André Frénaud, Nul ne s’égare, précédé de Hæres, préface d’Yves Bonnefoy, Poésie/Gallimard, 2006, p. 58.
La vie comme elle tourne et par exemple
Ça va, ça tourne, c’est débrayé,
depuis toujours ça tourne mal.
Les parties nobles, les parties douces,
la matière grise,
les nouveaux-nés, les chevronnés, les charlatans,
les désolés, les acharnés, les ortolans,
les magiciens, les mécaniciens et les fortiches,
tout est égal et fait du vent.
Tout se dépose et sous la langue fait amertume.
Corps rechignés, amour rendu,
À roue qui tourne, éclats, fumées,
Cela donne soif, faut en convenir.
Ça vous complique et vous recuit.
Ça vous alarme, ça vous suffoque.
Tout se morfond et se déglingue et se raidit.
Se prend, s’enfonce. Vas-y. Va-t-en. La joie, la frime.

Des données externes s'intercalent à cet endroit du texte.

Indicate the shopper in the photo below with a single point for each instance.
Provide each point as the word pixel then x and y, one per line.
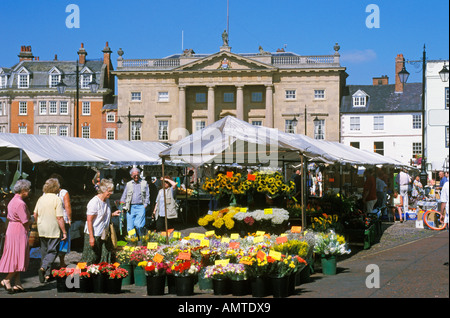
pixel 97 243
pixel 15 258
pixel 136 196
pixel 160 211
pixel 49 216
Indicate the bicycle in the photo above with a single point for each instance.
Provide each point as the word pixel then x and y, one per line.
pixel 432 219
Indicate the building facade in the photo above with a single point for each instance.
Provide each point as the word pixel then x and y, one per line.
pixel 179 94
pixel 384 118
pixel 436 118
pixel 30 102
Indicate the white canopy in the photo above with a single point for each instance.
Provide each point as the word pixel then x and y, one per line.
pixel 231 140
pixel 70 151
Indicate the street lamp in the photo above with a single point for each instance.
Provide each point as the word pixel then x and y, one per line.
pixel 403 75
pixel 61 87
pixel 137 124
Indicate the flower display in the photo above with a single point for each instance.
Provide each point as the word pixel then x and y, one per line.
pixel 330 243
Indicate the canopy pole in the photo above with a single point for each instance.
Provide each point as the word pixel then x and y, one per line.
pixel 163 186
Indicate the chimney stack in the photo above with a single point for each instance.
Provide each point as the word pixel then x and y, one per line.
pixel 25 53
pixel 82 55
pixel 399 63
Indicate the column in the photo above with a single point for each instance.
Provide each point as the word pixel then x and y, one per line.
pixel 240 102
pixel 182 106
pixel 211 105
pixel 269 106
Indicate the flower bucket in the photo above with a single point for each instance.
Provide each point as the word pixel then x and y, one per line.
pixel 139 276
pixel 260 286
pixel 280 286
pixel 99 283
pixel 328 264
pixel 129 280
pixel 61 286
pixel 240 287
pixel 221 286
pixel 156 285
pixel 114 286
pixel 184 285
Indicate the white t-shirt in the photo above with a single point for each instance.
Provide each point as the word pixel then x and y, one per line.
pixel 102 210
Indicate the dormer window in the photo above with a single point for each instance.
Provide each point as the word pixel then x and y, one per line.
pixel 23 80
pixel 54 77
pixel 360 99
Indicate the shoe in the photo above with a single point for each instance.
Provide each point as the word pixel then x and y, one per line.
pixel 41 273
pixel 5 284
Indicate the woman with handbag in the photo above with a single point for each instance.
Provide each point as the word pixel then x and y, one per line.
pixel 15 258
pixel 160 212
pixel 97 241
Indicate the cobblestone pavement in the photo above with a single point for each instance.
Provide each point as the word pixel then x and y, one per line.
pixel 402 249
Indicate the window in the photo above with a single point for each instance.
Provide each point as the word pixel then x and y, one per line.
pixel 135 130
pixel 22 108
pixel 446 98
pixel 319 94
pixel 355 123
pixel 200 97
pixel 378 147
pixel 163 130
pixel 52 108
pixel 289 126
pixel 378 122
pixel 53 130
pixel 63 131
pixel 136 96
pixel 85 132
pixel 63 108
pixel 22 129
pixel 200 124
pixel 110 117
pixel 228 97
pixel 319 129
pixel 256 97
pixel 86 108
pixel 42 130
pixel 290 94
pixel 42 108
pixel 417 121
pixel 417 148
pixel 163 96
pixel 110 134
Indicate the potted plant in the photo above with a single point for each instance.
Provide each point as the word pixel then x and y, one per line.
pixel 328 246
pixel 156 278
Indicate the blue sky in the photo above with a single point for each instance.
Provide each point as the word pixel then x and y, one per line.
pixel 154 28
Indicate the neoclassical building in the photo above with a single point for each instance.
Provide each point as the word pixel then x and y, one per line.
pixel 157 97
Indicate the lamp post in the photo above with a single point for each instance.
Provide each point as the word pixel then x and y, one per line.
pixel 138 123
pixel 93 86
pixel 403 75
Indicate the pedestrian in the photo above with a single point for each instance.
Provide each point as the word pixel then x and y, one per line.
pixel 63 194
pixel 444 204
pixel 397 205
pixel 403 180
pixel 369 191
pixel 136 197
pixel 160 211
pixel 16 253
pixel 97 243
pixel 49 216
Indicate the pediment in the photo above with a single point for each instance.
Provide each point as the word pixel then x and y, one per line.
pixel 224 61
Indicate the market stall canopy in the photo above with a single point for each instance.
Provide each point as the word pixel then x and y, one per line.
pixel 231 140
pixel 70 151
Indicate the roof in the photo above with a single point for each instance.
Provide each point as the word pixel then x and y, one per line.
pixel 384 99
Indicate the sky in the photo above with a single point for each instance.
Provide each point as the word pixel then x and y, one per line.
pixel 370 33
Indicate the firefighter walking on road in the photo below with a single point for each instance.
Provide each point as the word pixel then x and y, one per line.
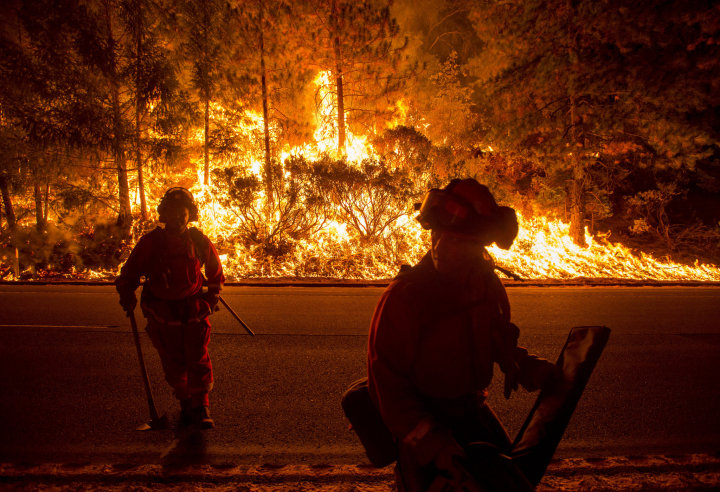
pixel 436 333
pixel 173 300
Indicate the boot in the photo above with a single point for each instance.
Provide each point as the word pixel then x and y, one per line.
pixel 201 417
pixel 186 411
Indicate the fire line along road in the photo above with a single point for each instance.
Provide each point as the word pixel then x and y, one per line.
pixel 72 393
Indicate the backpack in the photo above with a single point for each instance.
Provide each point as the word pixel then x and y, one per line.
pixel 366 421
pixel 168 270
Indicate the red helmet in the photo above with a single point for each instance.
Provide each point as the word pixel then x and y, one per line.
pixel 467 207
pixel 179 196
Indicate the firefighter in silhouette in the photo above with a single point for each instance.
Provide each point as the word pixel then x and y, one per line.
pixel 173 300
pixel 437 331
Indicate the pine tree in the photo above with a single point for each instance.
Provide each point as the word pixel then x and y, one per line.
pixel 359 44
pixel 579 84
pixel 270 75
pixel 204 24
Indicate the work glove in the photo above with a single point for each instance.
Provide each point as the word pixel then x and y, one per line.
pixel 448 458
pixel 212 298
pixel 128 302
pixel 536 373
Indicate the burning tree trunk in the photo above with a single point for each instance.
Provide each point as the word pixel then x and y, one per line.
pixel 341 99
pixel 338 78
pixel 266 123
pixel 7 203
pixel 39 215
pixel 577 193
pixel 139 109
pixel 124 220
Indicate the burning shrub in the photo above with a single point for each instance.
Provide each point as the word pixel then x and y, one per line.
pixel 369 198
pixel 298 211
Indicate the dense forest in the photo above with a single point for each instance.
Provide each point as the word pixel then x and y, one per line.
pixel 286 118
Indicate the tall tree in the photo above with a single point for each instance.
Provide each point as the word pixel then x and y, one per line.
pixel 359 44
pixel 204 23
pixel 272 74
pixel 579 84
pixel 152 77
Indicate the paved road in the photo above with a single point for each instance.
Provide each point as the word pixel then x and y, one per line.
pixel 71 392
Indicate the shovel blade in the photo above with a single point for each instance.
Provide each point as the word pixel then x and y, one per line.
pixel 160 423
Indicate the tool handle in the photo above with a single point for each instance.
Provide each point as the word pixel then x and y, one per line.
pixel 151 402
pixel 247 328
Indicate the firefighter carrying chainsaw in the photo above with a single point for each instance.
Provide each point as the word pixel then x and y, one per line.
pixel 174 302
pixel 436 333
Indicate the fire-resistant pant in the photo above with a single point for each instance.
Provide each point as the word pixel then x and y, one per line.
pixel 183 350
pixel 470 420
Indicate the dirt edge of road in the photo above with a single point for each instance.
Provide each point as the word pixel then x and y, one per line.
pixel 691 473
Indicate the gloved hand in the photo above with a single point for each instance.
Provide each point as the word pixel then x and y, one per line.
pixel 212 298
pixel 128 302
pixel 445 459
pixel 542 372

La folie calme et les grands cris. Ça prend confiance.
Ça va venir. Parties honteuses, le cœur ballant.
Rêverie pleine et la dent creuse.
Le corps brûlant. Ça reprend vie.
Ça va venir… T’émerveilla…
Ça va venir.
Tout est pour rien.
Tout vaut pour rire.
André Frénaud, Nul ne s’égare, précédé de Hæres, préface d’Yves Bonnefoy, Poésie/Gallimard, 2006, p. 265-266.